Did she believe those speeches, despite blaming the Rebels for her father’s death so shortly before? Did she believe that the Imperial flag doesn’t bother you if you don’t look up, despite being orphaned by the Imperials? Who knows?
Rogue One is above all an action movie, and as it rushes from one action sequence to another, it seems hardly to care why its characters fight so long as they do. The characters are lost in the parade of explosions and firefights, and I think the meaning is, too.
And then, in the climax, it’s found. It’s ironic that the film waits until the penultimate action sequence to slow down and give the characters their moments, but every second is welcome. The end of Rogue One is fantastic, leading brilliantly into A New Hope and imbuing the fight and the sacrifice with meaning. Tarkin’s final use of the Death Star offends logic, but it also gives the villain’s end a kind of horrifying justice I’ve never seen any other story achieve.

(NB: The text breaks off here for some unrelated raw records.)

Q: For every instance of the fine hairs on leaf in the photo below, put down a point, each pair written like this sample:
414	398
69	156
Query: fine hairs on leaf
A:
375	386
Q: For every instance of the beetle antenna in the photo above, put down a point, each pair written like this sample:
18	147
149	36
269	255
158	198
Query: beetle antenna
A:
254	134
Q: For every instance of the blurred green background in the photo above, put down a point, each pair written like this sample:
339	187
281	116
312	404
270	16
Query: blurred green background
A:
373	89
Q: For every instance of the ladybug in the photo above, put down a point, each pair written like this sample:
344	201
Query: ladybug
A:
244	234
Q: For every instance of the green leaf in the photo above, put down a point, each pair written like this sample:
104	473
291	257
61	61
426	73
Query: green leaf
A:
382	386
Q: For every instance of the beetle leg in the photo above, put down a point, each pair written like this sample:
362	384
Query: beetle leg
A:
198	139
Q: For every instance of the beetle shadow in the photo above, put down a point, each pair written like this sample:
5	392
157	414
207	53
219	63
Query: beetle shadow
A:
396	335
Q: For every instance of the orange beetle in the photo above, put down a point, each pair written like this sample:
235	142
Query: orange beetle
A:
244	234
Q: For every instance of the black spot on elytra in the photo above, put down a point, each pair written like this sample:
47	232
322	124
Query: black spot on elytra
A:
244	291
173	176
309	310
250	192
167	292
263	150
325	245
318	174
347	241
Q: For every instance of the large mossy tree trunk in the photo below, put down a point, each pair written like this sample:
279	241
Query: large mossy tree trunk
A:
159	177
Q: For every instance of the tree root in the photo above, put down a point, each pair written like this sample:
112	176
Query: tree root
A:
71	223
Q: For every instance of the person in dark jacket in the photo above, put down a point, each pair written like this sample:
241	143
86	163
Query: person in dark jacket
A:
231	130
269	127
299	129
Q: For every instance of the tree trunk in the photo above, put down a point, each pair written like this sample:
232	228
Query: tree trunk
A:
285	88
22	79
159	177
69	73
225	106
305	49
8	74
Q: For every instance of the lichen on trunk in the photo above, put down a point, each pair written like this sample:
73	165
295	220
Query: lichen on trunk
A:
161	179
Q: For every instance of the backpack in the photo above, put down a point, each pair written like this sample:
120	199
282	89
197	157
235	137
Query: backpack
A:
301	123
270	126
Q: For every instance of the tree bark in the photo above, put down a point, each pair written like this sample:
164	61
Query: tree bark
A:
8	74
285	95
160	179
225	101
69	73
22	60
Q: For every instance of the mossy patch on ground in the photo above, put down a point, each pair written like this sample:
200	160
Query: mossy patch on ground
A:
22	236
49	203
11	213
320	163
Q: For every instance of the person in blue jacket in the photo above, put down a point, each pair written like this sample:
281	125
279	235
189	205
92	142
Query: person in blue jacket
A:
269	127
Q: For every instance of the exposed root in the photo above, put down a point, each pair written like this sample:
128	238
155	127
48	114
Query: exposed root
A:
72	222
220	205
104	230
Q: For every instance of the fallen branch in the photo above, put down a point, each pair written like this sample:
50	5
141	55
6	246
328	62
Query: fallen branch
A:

No review of Rogue One would be complete without praising K-2SO and how masterfully he is used for humor, or without noting that every moment of Darth Vader’s presence is pure win. Rogue One’s frenetic pace crowds out too many quiet moments and too much thoughtfulness, and the absence of the Jedi and tarnishing of the Rebellion feel like losses. It doesn’t capture the Star Wars magic, but Rogue One is a skillful sci-fi action movie that possesses its own gleams of greatness.